Lo Stato ha il dovere, istituzionale ed etico, di garantire che una accusa penale a carico di un cittadino venga verificata nella sua fondatezza in un tempo ragionevole. L’imputato non può, da presunto innocente, rimanere prigioniero sine die di una imputazione, per colpe non sue (perché infatti, quando il tempo trascorre per impedimenti dell’imputato o del difensore, il corso della prescrizione è sospeso). Ecco allora che il codice garantisce – è proprio il caso di dirlo – la prescrizione dei reati, con tempi ovviamente calibrati sulla gravità degli stessi. Ed anzi, negli anni gli interventi legislativi hanno reso i tempi di prescrizione dei reati di dimensioni inconcepibili (18, 20, 30, 40 anni ed oltre!).
Quindi, prima il Ministro Orlando (governo PD), ne prolunga i già lunghissimi tempi di maturazione, poi il Ministro populista Alfonso Bonafede ne fa la propria riforma simbolo, fermandola al primo grado, così introducendo la figura dell’imputato a vita. La grande battaglia politica contro questa mostruosità, condotta dalla intera comunità dei giuristi italiani guidata dall’Unione delle camere penali, ha portato il Parlamento, già con il Governo Draghi, ad impegnarsi per rimuoverla.

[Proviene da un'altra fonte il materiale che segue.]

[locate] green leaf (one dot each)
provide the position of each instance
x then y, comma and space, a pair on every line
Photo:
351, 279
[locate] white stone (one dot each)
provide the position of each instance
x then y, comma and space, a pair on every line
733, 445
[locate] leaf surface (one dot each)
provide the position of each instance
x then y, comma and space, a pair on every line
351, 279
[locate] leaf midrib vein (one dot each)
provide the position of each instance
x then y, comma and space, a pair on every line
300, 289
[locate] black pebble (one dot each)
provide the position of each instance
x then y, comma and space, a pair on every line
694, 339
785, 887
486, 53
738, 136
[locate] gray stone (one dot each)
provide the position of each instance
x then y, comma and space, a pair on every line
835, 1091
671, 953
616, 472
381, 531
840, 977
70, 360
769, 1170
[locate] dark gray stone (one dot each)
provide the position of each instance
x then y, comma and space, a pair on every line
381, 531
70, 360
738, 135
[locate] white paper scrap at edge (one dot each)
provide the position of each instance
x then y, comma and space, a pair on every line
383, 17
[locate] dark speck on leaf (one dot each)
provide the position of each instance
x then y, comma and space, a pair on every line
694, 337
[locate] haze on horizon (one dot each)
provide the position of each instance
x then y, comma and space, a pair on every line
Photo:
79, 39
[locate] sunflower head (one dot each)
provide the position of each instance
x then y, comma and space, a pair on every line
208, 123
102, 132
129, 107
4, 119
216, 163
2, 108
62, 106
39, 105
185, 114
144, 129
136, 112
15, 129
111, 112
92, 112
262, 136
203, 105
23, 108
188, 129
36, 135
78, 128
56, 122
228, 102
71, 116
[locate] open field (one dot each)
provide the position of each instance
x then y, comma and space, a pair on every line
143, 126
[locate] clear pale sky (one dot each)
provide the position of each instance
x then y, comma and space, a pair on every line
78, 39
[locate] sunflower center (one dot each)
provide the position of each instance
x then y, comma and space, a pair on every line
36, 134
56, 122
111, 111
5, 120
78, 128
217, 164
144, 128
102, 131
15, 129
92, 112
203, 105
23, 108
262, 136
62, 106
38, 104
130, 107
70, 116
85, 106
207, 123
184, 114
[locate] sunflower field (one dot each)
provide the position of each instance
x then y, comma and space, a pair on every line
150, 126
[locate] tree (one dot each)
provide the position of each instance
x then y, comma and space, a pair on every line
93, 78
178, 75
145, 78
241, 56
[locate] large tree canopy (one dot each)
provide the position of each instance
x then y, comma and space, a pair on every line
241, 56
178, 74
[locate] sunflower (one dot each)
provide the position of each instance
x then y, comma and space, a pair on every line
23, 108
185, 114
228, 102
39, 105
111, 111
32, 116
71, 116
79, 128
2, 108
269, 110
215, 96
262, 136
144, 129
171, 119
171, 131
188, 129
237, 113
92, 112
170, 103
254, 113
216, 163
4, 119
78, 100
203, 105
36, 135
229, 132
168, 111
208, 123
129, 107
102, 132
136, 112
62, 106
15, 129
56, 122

Con la Ministra Cartabia, che aveva comunque i 5 Stelle come gruppo di maggioranza relativa, si è trovata la pasticciata soluzione della improcedibilità dell’appello dopo l’inutile decorso di un termine variamente (ed anche arbitrariamente) declinato a seconda della “gravità” del processo. Oggi si pone fine (ce lo auguriamo: niente scherzi!) a questa penosa ed incivile parentesi, tornando alla prescrizione dei reati ed anche migliorando la riforma Orlando. Era ora.